Back in the 1990s, there was a commercial for Pace Picante Sauce. It featured a group of good ol’ boy types sitting around a campfire, and for whatever reason, eating picante sauce.
A jar of Pace’s picante sauce runs out. The replacement jar is less than satisfactory because it isn’t Pace and, as it turned out, was made in New York City.
“New York City!” they exclaimed in disgust.
The moral of that story was Pace, the brand made in San Antonio, was superior to the one made in New York City because New York City — what do they know about food for the common folk?
There is something completely repulsive about some know-it-all guy from a big city like New York, Washington or Los Angeles telling us what is best for us.
Last November’s election was a rejection of this (despite a New York City real estate developer being the beneficiary).
No way — these self-appointed philosopher kings sipping on lattes in their artsy-fartsy metropolis hipster havens were not going to dictate to the rest of the country how we should run our lives, as ballots were cast for Donald Trump over Hillary Clinton.
It was a natural and perhaps justifiable reaction to a lot of the force-fed political correctness. And it’s not exclusively a political phenomenon.
Americans are told they must reject some historical symbols because they’re insensitive. Gender is no longer a physical attribute — it’s a state of mind. Being against illegal immigration is racist.
For all of this, Newton’s third law of physics seems to apply: For every action, there is an equal and opposite reaction.
It’s not that there’s just a rejection of these assertions from our fellow left-leaning mindless ne’er-do-wells populating our big cities. It’s a rejection of almost everything they do.
The idea is that the elites on Wall Street, in Hollywood and in Washington don’t get it.
Other than Pace Picante Sauce, there are other gimmicks that play off of this — such as the Farmers Only dating website and its slogan, “City folks just don’t get it.”
But at what point does it become anti-elitism elitism?
With all of this, we run the danger of rejecting everything just because it is born in places that dismiss flyover country’s way of life.
Granted, the elites in our society have more influence in day-to-day life because they control Hollywood, Washington, Wall Street and Madison Avenue.

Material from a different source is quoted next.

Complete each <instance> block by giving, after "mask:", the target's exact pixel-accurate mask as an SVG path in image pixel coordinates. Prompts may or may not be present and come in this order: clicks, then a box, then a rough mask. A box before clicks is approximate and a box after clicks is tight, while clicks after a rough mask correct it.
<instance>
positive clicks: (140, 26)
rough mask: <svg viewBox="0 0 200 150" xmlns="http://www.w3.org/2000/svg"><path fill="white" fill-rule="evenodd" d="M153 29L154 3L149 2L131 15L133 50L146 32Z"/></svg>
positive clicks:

Be on guard against making these judgments. It’s an easy trap to fall into.
“Well, if they don’t like it in Washington, it must be good for America.”

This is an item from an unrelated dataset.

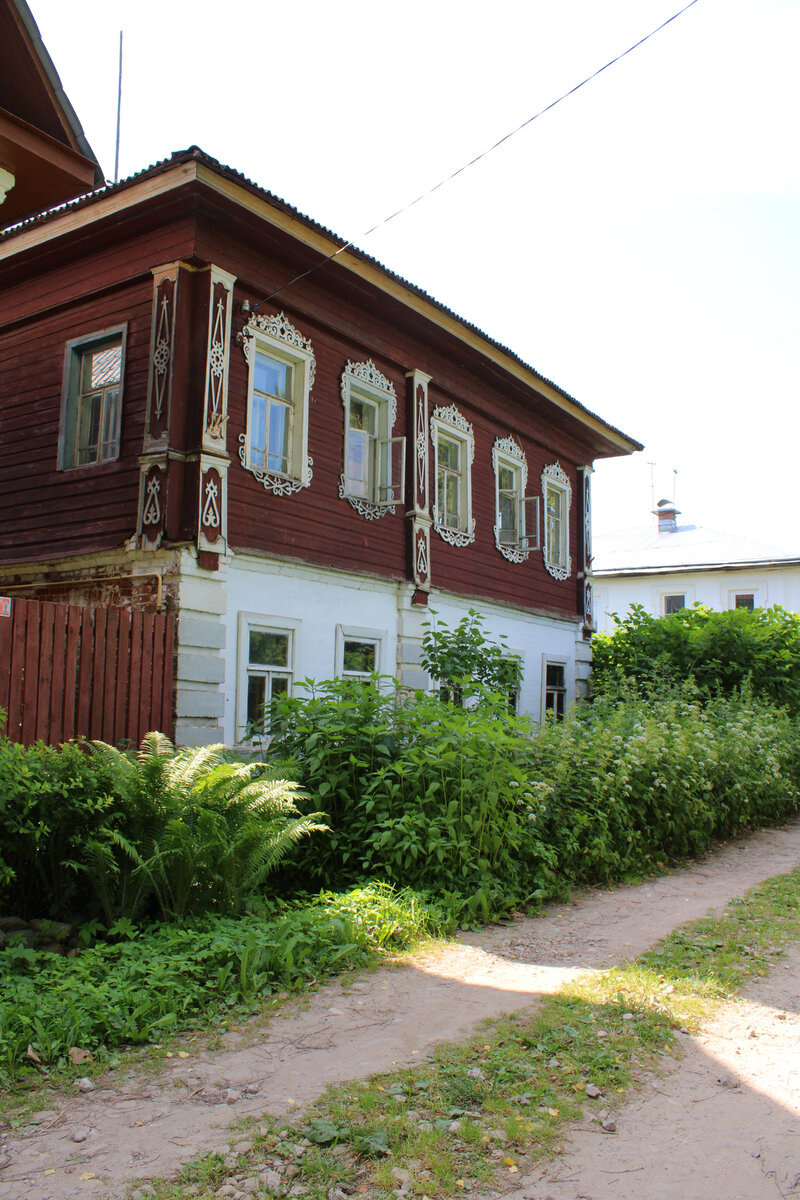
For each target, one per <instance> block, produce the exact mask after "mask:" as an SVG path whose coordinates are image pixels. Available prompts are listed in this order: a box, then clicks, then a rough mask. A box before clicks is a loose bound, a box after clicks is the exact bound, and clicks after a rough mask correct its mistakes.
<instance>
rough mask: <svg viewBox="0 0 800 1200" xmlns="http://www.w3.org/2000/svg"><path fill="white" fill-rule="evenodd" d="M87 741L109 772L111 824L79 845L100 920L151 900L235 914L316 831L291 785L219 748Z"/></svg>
mask: <svg viewBox="0 0 800 1200" xmlns="http://www.w3.org/2000/svg"><path fill="white" fill-rule="evenodd" d="M94 745H95V752H96V755H97V757H98V760H100V761H101V762H104V763H106V764H107V767H108V769H109V770H112V772H113V774H114V779H115V792H116V796H118V799H119V812H118V827H116V828H108V829H104V830H101V832H100V834H98V836H96V838H94V839H91V840H90V841H89V842H88V845H86V848H85V859H84V863H83V864H82V866H83V869H84V870H85V872H86V875H88V876H89V880H90V883H91V886H92V889H94V893H95V896H96V899H97V901H98V904H100V905H101V907H102V911H103V913H104V916H106V918H107V920H109V922H110V920H114V919H115V918H118V917H120V916H122V917H127V918H138V917H140V916H142V914H143V913H146V912H148V908H149V906H150V905H152V904H155V905H156V906H157V912H158V913H160V914H161V917H162V918H169V917H186V916H190V914H192V916H197V914H198V913H203V912H209V911H217V912H229V913H239V912H241V911H242V910H243V907H245V905H246V902H247V901H248V900H249V898H251V896H252V895H253V894H254V893H255V892H258V890H259V889H260V887H261V884H263V883H264V880H265V878H266V876H267V875H269V874H270V872H271V871H273V870H275V868H276V866H277V864H278V863H279V862H281V859H282V858H284V857H285V854H287V852H288V851H289V848H290V847H291V846H293V845H294V844H295V842H296V841H299V840H300V839H301V838H306V836H308V834H311V833H314V832H318V830H323V829H324V828H325V827H324V826H321V824H320V823H319V822H318V820H317V817H318V816H319V814H311V815H306V816H302V815H301V814H300V812H299V811H297V809H296V805H295V800H296V799H297V798H299V788H297V785H296V784H294V782H291V781H288V780H275V779H271V778H266V776H265V775H264V774H263V772H261V768H260V766H259V764H258V763H247V764H233V763H230V762H225V761H224V758H223V751H224V748H223V746H222V745H212V746H201V748H200V749H184V750H178V751H176V750H175V748H174V746H173V744H172V742H170V740H169V739H168V738H167V737H164V734H163V733H149V734H148V736H146V737H145V739H144V742H143V743H142V748H140V750H139V754H138V756H137V757H136V758H133V757H131V756H130V755H127V754H122V752H121V751H120V750H116V749H115V748H114V746H110V745H107V744H106V743H104V742H95V743H94ZM259 773H260V774H259Z"/></svg>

That might be true sometimes, but not always.
That’s the mentality that has created the caustic situation in American politics and culture.

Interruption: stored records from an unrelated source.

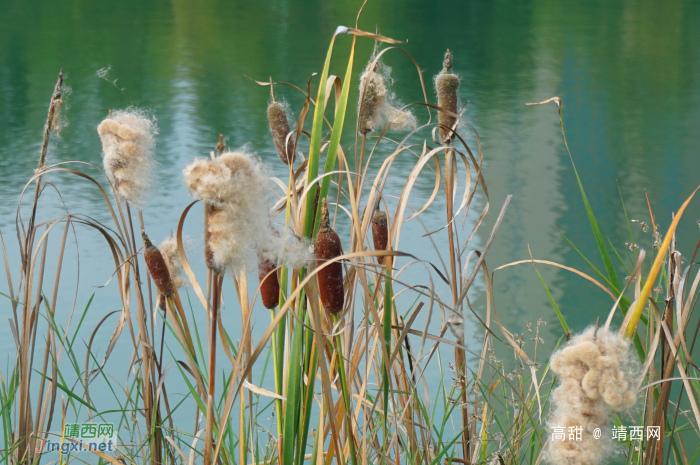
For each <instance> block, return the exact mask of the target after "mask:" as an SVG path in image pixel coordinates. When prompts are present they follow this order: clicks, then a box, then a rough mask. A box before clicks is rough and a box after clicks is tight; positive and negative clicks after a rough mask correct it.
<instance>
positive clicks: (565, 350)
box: [547, 327, 639, 465]
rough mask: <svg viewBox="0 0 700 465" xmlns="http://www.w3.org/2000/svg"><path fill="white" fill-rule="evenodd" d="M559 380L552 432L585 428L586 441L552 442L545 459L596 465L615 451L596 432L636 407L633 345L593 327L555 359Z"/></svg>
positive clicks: (550, 419) (555, 369) (600, 328)
mask: <svg viewBox="0 0 700 465" xmlns="http://www.w3.org/2000/svg"><path fill="white" fill-rule="evenodd" d="M551 369H552V371H553V372H554V373H555V374H557V375H558V376H559V382H560V383H559V386H557V388H556V389H555V390H554V391H553V394H552V399H553V412H552V416H551V418H550V420H549V426H550V430H551V428H554V427H562V428H564V431H565V432H566V436H565V437H566V438H568V431H569V427H579V426H580V427H582V428H583V431H582V440H571V441H570V440H564V441H561V440H552V442H551V444H550V447H549V450H548V451H547V459H548V461H549V462H550V463H552V464H557V465H559V464H569V465H579V464H580V465H596V464H598V463H601V462H603V461H604V460H606V459H608V458H609V455H610V454H611V453H613V452H614V448H613V443H612V440H611V439H610V437H609V435H606V434H603V436H602V437H601V438H600V439H595V438H594V436H593V430H594V429H595V428H600V429H601V430H603V431H606V430H608V431H609V429H608V425H609V424H610V417H611V415H612V413H613V412H622V411H625V410H629V409H631V408H632V407H634V404H635V401H636V400H637V377H638V373H639V361H638V359H637V357H636V355H635V354H634V353H633V351H632V348H631V345H630V342H629V341H628V340H626V339H625V338H624V337H623V336H620V335H619V334H617V333H614V332H611V331H609V330H607V329H605V328H597V327H591V328H588V329H586V330H585V331H584V332H583V333H582V334H580V335H578V336H576V337H574V338H573V339H572V340H571V341H569V342H568V343H567V344H566V346H565V347H564V348H563V349H560V350H559V351H558V352H557V353H555V354H554V355H553V356H552V360H551Z"/></svg>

One side thinks the stupid hicks in their little towns aren’t allowing the country to progress and another side thinks the city slickers and their moral depravity are what’s going to lead to the downfall of the America we grew up with.
And in this case, two wrongs make a right. In other words, both feel justified based on how the other side reacts to them.
If you find yourself on the dismissive side of the elite equation, maybe occasionally keep an open mind to what they have to say about any given topic and then be dismissive.
The problem with MSNBC’s “Morning Joe” and Wall Street Journal editorial types is they tend to think they are more learned than all the plebes in the hinterlands. They find the foreign policy Trump campaigned on to be naïve and simplistic.
In some ways, it was, given how Trump is running his foreign policy shop now. That’s something to keep in mind when they pontificate from their high-rise office buildings in Manhattan. Yeah, they’re scornful that many have views on foreign policy and vote based on that view.
It doesn’t mean that they have bad information.
When you completely shut out the elitist view from your consumption, it is to your detriment. That view might be wrong but it steers the direction our policymakers tend to go.
When you shut it out or dismiss it as nonsense, you’re no better than they are — at least when it comes to running the country. Wanting to tell a southerner how to bake a pecan pie or someone from Kansas how to plant a wheat crop — the academic’s take on that probably isn’t going to be as strong. (Perhaps you just listen out of politeness if you’re ever faced with those circumstances?)
Don’t fall into the trap of anti-elite elitism. It’s demagogued in our elections and a lot of that is the motivation behind the sewer-attack advertisements in our political campaigns, which for the most part are contrived by elites.
You’ll be better informed if you don’t.